Most healthcare providers have the same quiet problem: more people reaching out than the sales or front-desk team can realistically handle. A hospital came to us with a sales bandwidth problem hiding in plain sight. Query volume was high, patients reaching out daily to ask about consultations, procedures, and availability, but the sales team simply couldn't keep pace.
The result: 50 to 60% of daily incoming queries were going unanswered. Not lost to competitors, not disqualified, just going dead from lack of response time. For a hospital, every one of those queries represented someone who needed care and didn't get a timely answer.
Rather than throwing more staff at the volume, we built a system designed to make sure no genuine query fell through simply due to timing.
WhatsApp API integration. We onboarded a WhatsApp Business API through Spur, giving the hospital a proper, scalable channel for patient queries instead of relying on manual number-by-number handling.
A full AI response pipeline. We mapped out the range of questions patients actually ask and built a response system trained to handle them naturally, not generic chatbot replies, but responses structured around the real shape of a hospital patient's questions.
Deliberately human-sounding delivery. This is the detail most automation misses. We tuned the system to feel like a real person responding, down to deliberately delaying replies by 2 to 3 seconds rather than firing back instantly, because an instant reply is one of the fastest ways a patient realizes they're talking to a bot. Small detail, disproportionate impact on trust.
Automatic hot-lead handoff. When the AI detects a genuinely engaged, ready-to-convert patient, the conversation automatically transfers to a human team member, with an individual assigned to follow up. Automation handles volume; humans handle the moments that need a human.
A custom CRM, built through Claude. To tie the whole system together, we built a full lead-tracking CRM, tracking status, assignment, and follow-up stage for every single query, so nothing entered the pipeline and then silently disappeared.
The build itself took about 1.5 months, with multiple rounds of testing before launch. Getting an AI system to sound genuinely human, and to correctly judge when a lead needed a human, took real iteration, not a single build-and-ship pass.
Zero wasted leads. Every query entering the system is now tracked, responded to, and routed, either handled by the AI or handed to a human at the right moment, instead of disappearing into an overwhelmed inbox.
Consultations increased by 30%. Not from more marketing spend or more traffic, but from actually answering the volume of genuine interest that was already arriving and previously going unanswered.

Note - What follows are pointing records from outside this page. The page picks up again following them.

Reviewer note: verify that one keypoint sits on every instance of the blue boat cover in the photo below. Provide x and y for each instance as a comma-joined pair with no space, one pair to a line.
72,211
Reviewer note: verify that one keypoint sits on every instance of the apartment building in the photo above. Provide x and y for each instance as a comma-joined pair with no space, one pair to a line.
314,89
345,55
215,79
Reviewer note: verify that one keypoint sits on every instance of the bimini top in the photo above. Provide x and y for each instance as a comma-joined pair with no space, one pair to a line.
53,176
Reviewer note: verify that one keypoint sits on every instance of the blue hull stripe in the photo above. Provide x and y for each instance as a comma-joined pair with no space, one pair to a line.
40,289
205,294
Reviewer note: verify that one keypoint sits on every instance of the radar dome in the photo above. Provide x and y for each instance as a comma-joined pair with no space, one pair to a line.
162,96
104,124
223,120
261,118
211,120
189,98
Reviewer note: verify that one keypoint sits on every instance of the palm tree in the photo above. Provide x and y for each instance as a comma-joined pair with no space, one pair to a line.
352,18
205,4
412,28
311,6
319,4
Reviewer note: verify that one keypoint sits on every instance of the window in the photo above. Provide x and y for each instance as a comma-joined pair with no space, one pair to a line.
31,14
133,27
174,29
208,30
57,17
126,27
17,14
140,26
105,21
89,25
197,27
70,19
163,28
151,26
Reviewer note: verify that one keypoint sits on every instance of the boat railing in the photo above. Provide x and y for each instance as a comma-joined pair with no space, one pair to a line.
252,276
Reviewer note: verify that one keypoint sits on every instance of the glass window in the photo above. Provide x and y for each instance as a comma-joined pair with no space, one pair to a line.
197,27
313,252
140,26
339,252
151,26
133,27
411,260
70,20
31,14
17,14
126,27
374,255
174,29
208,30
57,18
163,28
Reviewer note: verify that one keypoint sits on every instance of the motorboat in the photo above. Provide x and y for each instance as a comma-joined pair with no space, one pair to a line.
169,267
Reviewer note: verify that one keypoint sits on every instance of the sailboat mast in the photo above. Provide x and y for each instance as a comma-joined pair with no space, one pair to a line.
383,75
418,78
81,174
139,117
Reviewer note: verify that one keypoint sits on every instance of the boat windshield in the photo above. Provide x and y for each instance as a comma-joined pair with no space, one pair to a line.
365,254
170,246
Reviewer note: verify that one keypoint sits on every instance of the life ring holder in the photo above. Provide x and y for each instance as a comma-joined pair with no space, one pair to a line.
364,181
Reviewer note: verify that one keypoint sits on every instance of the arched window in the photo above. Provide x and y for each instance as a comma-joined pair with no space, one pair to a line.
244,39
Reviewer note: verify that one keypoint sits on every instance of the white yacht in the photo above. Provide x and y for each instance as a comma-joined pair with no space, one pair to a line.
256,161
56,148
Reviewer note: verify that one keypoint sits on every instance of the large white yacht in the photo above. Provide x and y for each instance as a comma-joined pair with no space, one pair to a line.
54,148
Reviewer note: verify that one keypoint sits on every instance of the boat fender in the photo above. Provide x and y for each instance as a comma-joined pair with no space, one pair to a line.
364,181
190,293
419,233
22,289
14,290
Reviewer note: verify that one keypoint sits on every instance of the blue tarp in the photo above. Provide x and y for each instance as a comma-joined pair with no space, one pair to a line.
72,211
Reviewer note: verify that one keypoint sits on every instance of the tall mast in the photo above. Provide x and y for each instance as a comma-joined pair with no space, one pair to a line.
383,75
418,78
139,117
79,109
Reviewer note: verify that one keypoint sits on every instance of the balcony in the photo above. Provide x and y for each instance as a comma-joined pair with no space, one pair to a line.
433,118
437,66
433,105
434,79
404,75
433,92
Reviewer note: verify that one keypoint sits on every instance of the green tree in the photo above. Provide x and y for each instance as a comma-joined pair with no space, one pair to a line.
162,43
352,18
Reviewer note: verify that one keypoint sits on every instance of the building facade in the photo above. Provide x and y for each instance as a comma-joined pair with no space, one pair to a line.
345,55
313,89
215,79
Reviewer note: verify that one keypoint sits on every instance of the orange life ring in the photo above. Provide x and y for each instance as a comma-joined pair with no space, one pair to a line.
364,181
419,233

Yes. The core pattern, high query volume outpacing response capacity, shows up across real estate, D2C, education, and services businesses. The specific conversation design changes by industry, but the underlying system doesn't.
This project took about 1.5 months from onboarding to launch, including multiple testing rounds. Timelines vary by the complexity of the response pipeline and how many edge cases need to be handled before launch.
No. The system is designed to route, not replace, handling routine queries directly and automatically escalating genuinely hot leads to a human, so the sales team's time goes toward conversations that are actually ready to convert.